Delivering a lecture titled ‘FDI and Manufacturing for Export: Emerging Global Patterns and Opportunities for Sri Lanka’, organised by the think tank Advocta Institute, Prof. Athukorala said Sri Lanka failed to capture the full benefits of trade and investment liberalisation due to the protracted war that undermined the investment climate and macroeconomic stability and that instead of formulating a new model from scratch the Government must learn from the past.
“We have achieved a lot under a lot of constraints - particularly political instability and policy uncertainty. Now that peace is here, the Government has to try and learn from our past instead of thinking about a new model. I think we have a model that has been tested very well. It can generate more benefits to the country if the Government has a very focused plan to continue with this strategy,” he said.
Trade and investment policy reforms initiated in the late 1970s, said Prof.
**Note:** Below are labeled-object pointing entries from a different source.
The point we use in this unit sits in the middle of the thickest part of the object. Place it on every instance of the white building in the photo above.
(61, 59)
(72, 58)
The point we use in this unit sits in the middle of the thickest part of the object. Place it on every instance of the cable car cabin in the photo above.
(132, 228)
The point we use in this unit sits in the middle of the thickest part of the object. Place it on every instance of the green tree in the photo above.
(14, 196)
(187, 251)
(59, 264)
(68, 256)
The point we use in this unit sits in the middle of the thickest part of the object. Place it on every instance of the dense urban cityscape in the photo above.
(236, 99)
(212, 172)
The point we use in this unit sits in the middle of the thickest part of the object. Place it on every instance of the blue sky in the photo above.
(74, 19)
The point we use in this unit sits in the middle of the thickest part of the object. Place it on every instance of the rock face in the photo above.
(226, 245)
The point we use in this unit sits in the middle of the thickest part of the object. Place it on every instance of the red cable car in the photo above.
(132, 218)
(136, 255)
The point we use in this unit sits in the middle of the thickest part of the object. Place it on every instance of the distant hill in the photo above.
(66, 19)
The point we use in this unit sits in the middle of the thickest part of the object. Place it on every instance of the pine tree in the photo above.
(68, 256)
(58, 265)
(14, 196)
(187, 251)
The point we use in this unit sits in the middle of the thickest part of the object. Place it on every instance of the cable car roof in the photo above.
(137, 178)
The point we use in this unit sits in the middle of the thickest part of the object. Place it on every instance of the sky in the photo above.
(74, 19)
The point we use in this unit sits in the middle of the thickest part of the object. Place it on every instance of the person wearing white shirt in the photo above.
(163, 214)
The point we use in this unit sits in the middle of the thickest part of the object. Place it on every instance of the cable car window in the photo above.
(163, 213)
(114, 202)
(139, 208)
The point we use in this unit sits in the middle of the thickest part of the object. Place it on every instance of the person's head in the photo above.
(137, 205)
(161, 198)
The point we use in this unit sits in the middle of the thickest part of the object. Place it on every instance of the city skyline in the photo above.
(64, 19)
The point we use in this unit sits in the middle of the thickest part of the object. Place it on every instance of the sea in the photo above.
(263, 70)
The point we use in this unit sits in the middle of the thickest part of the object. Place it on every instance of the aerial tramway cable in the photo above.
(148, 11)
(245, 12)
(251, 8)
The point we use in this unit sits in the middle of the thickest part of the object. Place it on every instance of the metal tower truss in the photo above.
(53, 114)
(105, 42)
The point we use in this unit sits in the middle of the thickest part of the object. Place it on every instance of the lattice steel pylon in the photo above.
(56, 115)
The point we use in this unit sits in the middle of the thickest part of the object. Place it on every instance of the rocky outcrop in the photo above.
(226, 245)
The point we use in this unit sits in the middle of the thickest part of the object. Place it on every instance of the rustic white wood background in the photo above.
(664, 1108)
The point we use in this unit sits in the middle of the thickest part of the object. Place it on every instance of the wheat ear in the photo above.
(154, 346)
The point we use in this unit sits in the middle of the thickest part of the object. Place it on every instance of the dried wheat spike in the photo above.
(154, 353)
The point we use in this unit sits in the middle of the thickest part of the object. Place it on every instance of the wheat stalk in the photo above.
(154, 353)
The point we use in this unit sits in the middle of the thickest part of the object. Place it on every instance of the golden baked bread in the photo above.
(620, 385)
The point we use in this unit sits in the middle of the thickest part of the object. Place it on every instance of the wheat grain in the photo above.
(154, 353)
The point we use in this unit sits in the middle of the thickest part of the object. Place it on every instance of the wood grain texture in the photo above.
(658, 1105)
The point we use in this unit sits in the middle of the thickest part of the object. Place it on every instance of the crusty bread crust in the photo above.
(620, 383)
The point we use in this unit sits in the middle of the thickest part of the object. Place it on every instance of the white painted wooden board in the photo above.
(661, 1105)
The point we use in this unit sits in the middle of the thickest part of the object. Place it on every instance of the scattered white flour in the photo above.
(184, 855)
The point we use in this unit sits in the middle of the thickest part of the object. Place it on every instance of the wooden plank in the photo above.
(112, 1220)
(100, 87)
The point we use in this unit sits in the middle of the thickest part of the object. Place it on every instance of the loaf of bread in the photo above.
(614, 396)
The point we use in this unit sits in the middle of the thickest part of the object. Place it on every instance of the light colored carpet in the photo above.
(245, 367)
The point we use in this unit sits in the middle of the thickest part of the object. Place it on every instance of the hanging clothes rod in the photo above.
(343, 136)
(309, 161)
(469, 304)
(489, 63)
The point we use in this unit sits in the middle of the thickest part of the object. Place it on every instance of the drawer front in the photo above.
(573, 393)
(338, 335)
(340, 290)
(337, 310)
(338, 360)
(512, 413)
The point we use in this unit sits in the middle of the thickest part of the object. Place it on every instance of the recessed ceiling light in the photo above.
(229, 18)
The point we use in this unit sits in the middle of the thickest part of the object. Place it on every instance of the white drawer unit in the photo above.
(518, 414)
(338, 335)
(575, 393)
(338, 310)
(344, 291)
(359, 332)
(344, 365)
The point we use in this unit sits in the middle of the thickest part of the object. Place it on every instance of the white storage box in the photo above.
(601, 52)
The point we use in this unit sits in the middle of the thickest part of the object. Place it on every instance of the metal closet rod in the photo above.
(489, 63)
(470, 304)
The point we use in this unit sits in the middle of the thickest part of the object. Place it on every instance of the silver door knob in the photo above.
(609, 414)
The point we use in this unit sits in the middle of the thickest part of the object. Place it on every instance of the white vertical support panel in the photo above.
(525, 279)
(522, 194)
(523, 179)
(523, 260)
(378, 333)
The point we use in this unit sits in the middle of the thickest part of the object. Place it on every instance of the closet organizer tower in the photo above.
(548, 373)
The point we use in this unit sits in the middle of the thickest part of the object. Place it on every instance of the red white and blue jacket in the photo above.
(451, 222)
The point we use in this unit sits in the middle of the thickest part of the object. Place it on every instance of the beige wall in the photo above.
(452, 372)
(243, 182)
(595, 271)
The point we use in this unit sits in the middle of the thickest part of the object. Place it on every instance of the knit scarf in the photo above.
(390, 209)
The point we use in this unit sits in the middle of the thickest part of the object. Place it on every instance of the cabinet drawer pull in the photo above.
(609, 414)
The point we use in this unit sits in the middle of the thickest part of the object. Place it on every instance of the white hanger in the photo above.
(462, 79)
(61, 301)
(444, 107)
Athukorala, set the stage for globally integrating the Sri Lankan manufacturing sector with Foreign Direct Investments (FDIs) playing a pivotal role.
The Sri Lankan experience highlights the complementary role of investment liberalisation for exploiting the potential gains from trade liberalisation, said Prof. Athukorala, adding that trade liberalisation increased the potential returns to investment by capitalising on a country’s comparative advantage, while liberalisation of foreign investments permitted international firms to take advantage of such profit opportunities.
Responding to a question on Free Trade Agreements (FTAs) at the Q&A session that followed the lecture, moderated by Chief Economist at the Ceylon Chamber of Commerce Anushka Wijesinha, Prof. Athukorala said that though they are called FTAs they are actually not free trade.
“The term FTA is a misnomer,” he said, adding that FTAs have very low utilisation.
“I consider it a political gimmick. The admin compliance costs are too much,” he said.
He suggested that what Sri Lanka needed to focus on instead was the rationalisation of the trade tariff system in order to liberalise trade.
“What is needed is to rationalise the tariff system. People think that higher tariff means more revenue for the Government, which is not the case. There is evidence to suggest that a more uniform, lower tariff system can generate more government revenue simply because the system becomes much more transparent,” said Prof. Athukorala.
Cascading tariffs can be a breeding ground for corruption, warned Prof. Athukorala, adding that if the tariff regime was low and uniform, it competed against smuggling and could improve Government revenue.
Policy inconsistency can also be a killer, said Prof. Athukorala, pointing out that last year saw the lowest FDI levels in history.
The Board of Investment (BOI) was relegated under the last regime and investments were done on a political basis, he charged.
Prof. Athukorala suggested that Sri Lanka market itself internationally to potential FDIs by sharing its success stories and using successful entrepreneurs in proactive investment promotion campaigns.